替卡格雷和普拉格雷是两种第三代口服P2Y12抑制剂,在临床实践中更常用。但是,使用第三代口服P2Y12抑制剂的患者已连续报告呼吸困难。本研究旨在比较与氯吡格雷相比,第三代P2Y12抑制剂治疗的患者出现呼吸困难的风险。我们系统地搜索了PubMed,Cochrane对照试验中央数据库,ClinicalTrials.gov和Web of Science,以比较替卡格雷或普拉格雷与氯吡格雷至2019年7月的随机对照试验(RCT)。主要结果是呼吸困难的发生率。使用荟萃分析评估风险比(RR)和95%置信区间(CI)。我们在这项荟萃分析中纳入了25个RCT,涉及63484名患者,包括有关替卡格雷的21项研究和普拉格雷的4项研究。与氯吡格雷组相比,第三代口服P2Y12抑制剂与氯吡格雷相比呼吸困难的风险增加(RR 2.15,95%CI 1.59–2.92),这在替卡格雷的分析中是一致的(RR 2.65,95%CI) 1.87–3.76)。但是,在接受普拉格雷治疗的患者中未发现不良反应(RR 1.03,95%CI 0.86-1.22)。在具有不同随访时间的亚组中,替卡格雷的呼吸困难风险增加是一致的(≤1个月RR 1.87,95%CI 1.56-2.24; 1-6个月RR 4.19,95%CI 1.99-8.86;> 6个月2.45,95 %CI 1.13–5.34)。替卡格雷洛的呼吸困难风险高于氯吡格雷,在使用普拉格雷的患者中未观察到。与氯吡格雷相比(RR 2.15,95%CI 1.59–2.92),第三代口服P2Y12抑制剂与呼吸困难风险增加相关,这在替卡格雷的分析中是一致的(RR 2.65,95%CI 1.87–3.76)。但是,在接受普拉格雷治疗的患者中未发现不良反应(RR 1.03,95%CI 0.86-1.22)。
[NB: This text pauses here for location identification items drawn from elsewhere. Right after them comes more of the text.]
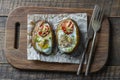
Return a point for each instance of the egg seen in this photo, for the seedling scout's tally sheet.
(68, 36)
(42, 37)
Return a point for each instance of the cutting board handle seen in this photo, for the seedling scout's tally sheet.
(17, 35)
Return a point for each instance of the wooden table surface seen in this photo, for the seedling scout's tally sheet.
(110, 72)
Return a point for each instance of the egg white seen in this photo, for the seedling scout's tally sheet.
(70, 48)
(49, 38)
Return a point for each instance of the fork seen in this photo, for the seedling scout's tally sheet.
(89, 37)
(96, 24)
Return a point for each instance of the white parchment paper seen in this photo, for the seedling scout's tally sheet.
(54, 19)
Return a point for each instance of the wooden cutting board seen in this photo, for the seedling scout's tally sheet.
(16, 41)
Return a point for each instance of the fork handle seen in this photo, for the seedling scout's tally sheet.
(90, 55)
(82, 58)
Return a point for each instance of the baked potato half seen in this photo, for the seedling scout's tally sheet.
(42, 37)
(67, 36)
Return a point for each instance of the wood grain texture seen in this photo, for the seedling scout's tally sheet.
(112, 7)
(10, 73)
(111, 72)
(18, 57)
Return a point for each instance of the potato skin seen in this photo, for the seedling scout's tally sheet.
(77, 33)
(33, 37)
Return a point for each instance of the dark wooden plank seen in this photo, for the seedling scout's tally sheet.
(8, 72)
(17, 57)
(7, 6)
(2, 39)
(114, 48)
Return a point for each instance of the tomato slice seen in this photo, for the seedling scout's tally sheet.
(67, 27)
(44, 30)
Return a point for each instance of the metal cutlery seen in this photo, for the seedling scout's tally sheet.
(96, 24)
(89, 36)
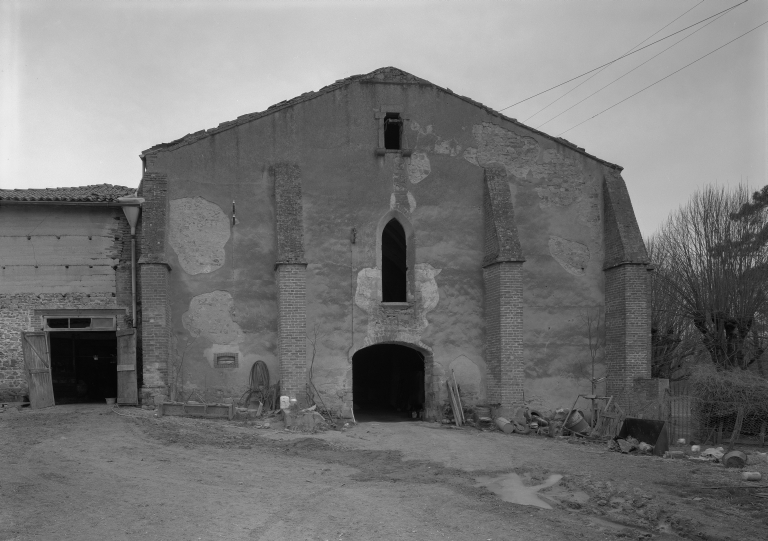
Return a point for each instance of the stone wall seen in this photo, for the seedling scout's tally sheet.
(332, 214)
(53, 257)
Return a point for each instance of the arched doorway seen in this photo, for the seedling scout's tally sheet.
(388, 383)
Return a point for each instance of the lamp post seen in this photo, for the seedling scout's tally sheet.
(131, 208)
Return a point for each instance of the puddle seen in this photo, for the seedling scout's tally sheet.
(511, 489)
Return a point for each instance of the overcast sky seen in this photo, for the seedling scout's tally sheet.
(86, 86)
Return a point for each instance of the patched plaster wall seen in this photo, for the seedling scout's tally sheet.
(210, 315)
(199, 230)
(346, 189)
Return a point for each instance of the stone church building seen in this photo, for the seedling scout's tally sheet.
(374, 238)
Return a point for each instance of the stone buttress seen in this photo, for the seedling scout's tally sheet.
(155, 312)
(290, 276)
(627, 295)
(502, 276)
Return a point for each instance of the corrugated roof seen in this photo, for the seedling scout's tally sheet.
(385, 75)
(96, 193)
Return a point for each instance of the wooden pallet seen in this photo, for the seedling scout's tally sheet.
(207, 411)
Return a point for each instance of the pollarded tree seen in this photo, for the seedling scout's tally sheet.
(712, 270)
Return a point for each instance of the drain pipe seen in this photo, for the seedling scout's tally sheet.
(131, 209)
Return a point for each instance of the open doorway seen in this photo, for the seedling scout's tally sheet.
(83, 366)
(388, 383)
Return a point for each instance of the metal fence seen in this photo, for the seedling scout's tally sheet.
(711, 422)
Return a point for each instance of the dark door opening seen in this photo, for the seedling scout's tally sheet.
(393, 263)
(83, 366)
(387, 383)
(393, 130)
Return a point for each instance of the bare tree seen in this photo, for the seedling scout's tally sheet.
(711, 275)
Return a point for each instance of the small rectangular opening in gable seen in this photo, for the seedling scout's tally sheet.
(393, 129)
(225, 360)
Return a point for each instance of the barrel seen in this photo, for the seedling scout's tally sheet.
(576, 423)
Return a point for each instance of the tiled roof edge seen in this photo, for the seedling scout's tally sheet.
(94, 193)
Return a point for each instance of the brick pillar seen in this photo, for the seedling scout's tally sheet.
(627, 298)
(154, 310)
(504, 333)
(292, 328)
(291, 279)
(627, 328)
(503, 303)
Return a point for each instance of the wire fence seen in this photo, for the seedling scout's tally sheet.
(714, 422)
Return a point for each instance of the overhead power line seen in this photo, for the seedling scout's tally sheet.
(663, 78)
(585, 81)
(630, 71)
(622, 56)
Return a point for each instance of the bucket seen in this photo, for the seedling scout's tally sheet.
(576, 423)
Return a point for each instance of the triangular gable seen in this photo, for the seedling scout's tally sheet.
(387, 75)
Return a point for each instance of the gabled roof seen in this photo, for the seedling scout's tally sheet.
(96, 193)
(388, 75)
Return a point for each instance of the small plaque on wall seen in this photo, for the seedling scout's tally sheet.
(225, 360)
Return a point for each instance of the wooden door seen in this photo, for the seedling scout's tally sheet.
(38, 364)
(127, 386)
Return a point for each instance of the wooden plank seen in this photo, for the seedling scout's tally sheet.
(35, 348)
(49, 250)
(736, 428)
(458, 398)
(127, 384)
(456, 417)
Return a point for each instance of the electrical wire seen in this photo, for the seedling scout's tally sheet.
(663, 78)
(603, 68)
(623, 56)
(627, 73)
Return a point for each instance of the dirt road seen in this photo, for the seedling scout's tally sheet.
(83, 472)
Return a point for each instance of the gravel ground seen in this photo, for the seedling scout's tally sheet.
(95, 472)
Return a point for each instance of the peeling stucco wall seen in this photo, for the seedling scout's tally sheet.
(400, 324)
(198, 233)
(211, 315)
(346, 189)
(573, 256)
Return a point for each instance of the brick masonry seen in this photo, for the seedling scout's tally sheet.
(290, 275)
(503, 286)
(17, 309)
(627, 300)
(155, 309)
(292, 328)
(504, 333)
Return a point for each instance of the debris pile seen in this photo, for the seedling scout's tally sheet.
(630, 445)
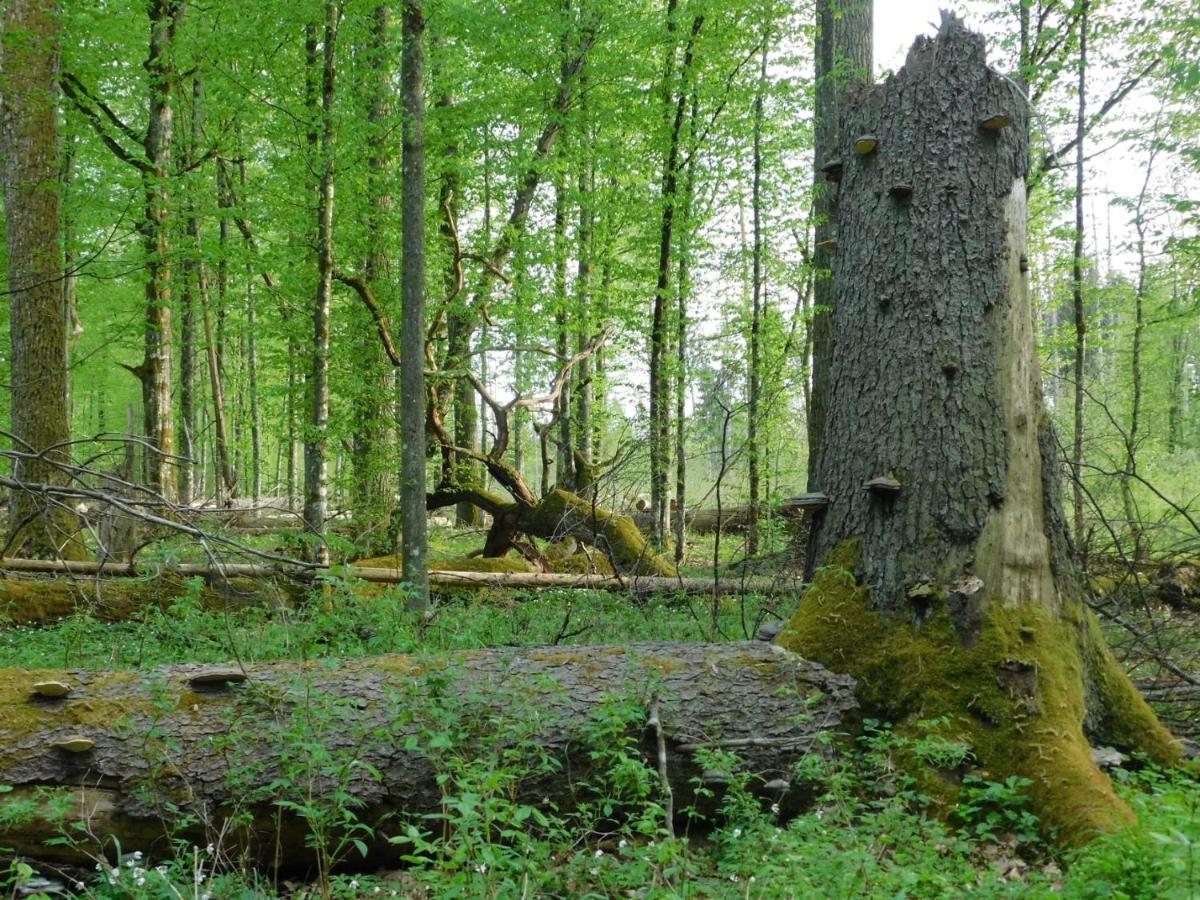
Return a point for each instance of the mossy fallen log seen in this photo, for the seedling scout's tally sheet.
(115, 597)
(256, 755)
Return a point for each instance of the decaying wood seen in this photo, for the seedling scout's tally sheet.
(171, 757)
(117, 591)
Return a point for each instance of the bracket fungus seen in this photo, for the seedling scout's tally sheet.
(75, 744)
(883, 486)
(995, 121)
(867, 144)
(217, 678)
(52, 689)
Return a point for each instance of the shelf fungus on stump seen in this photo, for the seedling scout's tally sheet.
(867, 144)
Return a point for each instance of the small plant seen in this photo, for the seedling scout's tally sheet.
(991, 810)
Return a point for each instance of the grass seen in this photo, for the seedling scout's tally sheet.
(868, 832)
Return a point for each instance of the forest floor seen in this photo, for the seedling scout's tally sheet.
(869, 832)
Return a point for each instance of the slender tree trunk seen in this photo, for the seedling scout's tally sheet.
(155, 371)
(1135, 401)
(675, 103)
(29, 171)
(1176, 397)
(755, 375)
(375, 407)
(316, 467)
(564, 465)
(684, 294)
(947, 586)
(844, 57)
(1079, 369)
(187, 384)
(412, 373)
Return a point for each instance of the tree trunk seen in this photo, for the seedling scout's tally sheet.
(29, 169)
(412, 372)
(316, 451)
(1079, 369)
(564, 461)
(946, 583)
(844, 57)
(675, 105)
(156, 364)
(235, 760)
(375, 409)
(754, 401)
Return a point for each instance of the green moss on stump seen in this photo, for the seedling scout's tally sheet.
(1015, 693)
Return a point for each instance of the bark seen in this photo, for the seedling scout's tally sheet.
(221, 751)
(375, 413)
(949, 589)
(564, 461)
(1077, 291)
(1135, 402)
(843, 58)
(755, 375)
(676, 105)
(29, 171)
(115, 592)
(316, 450)
(412, 372)
(155, 370)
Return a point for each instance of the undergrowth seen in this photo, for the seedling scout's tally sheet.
(867, 832)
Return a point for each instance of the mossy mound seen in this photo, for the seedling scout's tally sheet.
(1018, 689)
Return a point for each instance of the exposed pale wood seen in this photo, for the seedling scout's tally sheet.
(437, 577)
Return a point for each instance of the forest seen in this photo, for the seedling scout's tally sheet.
(599, 448)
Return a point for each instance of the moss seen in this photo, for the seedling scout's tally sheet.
(484, 564)
(25, 714)
(582, 564)
(465, 564)
(1015, 693)
(625, 545)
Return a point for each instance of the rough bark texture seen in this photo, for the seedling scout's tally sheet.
(844, 57)
(412, 371)
(316, 450)
(156, 364)
(27, 601)
(955, 595)
(29, 171)
(292, 731)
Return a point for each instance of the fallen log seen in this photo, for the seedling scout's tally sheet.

在具有不同随访时间的亚组中,替卡格雷的呼吸困难风险增加是一致的(≤1个月RR 1.87,95%CI 1.56-2.24; 1-6个月RR 4.19,95%CI 1.99-8.86;> 6个月2.45,95 %CI 1.13–5.34)。替卡格雷洛比氯吡格雷具有更高的呼吸困难风险,这在使用普拉格雷的患者中未观察到。与氯吡格雷相比(RR 2.15,95%CI 1.59–2.92),第三代口服P2Y12抑制剂与呼吸困难风险增加相关,这在替卡格雷的分析中是一致的(RR 2.65,95%CI 1.87–3.76)。但是,在接受普拉格雷治疗的患者中未发现不良反应(RR 1.03,95%CI 0.86-1.22)。在具有不同随访时间的亚组中,替卡格雷的呼吸困难风险增加是一致的(≤1个月RR 1.87,95%CI 1.56-2.24; 1-6个月RR 4.19,95%CI 1.99-8.86;> 6个月2.45,95 %CI 1.13–5.34)。替卡格雷洛比氯吡格雷具有更高的呼吸困难风险,这在使用普拉格雷的患者中未观察到。在接受普拉格雷治疗的患者中未发现不良反应(RR 1.03,95%CI 0.86-1.22)。在具有不同随访时间的亚组中,替卡格雷的呼吸困难风险增加是一致的(≤1个月RR 1.87,95%CI 1.56-2.24; 1-6个月RR 4.19,95%CI 1.99-8.86;> 6个月2.45,95 %CI 1.13–5.34)。替卡格雷洛比氯吡格雷具有更高的呼吸困难风险,这在使用普拉格雷的患者中未观察到。在接受普拉格雷治疗的患者中未发现不良反应(RR 1.03,95%CI 0.86-1.22)。在具有不同随访时间的亚组中,替卡格雷的呼吸困难风险增加是一致的(≤1个月RR 1.87,95%CI 1.56-2.24; 1-6个月RR 4.19,95%CI 1.99-8.86;> 6个月2.45,95 %CI 1.13–5.34)。替卡格雷洛的呼吸困难风险高于氯吡格雷,在使用普拉格雷的患者中未观察到。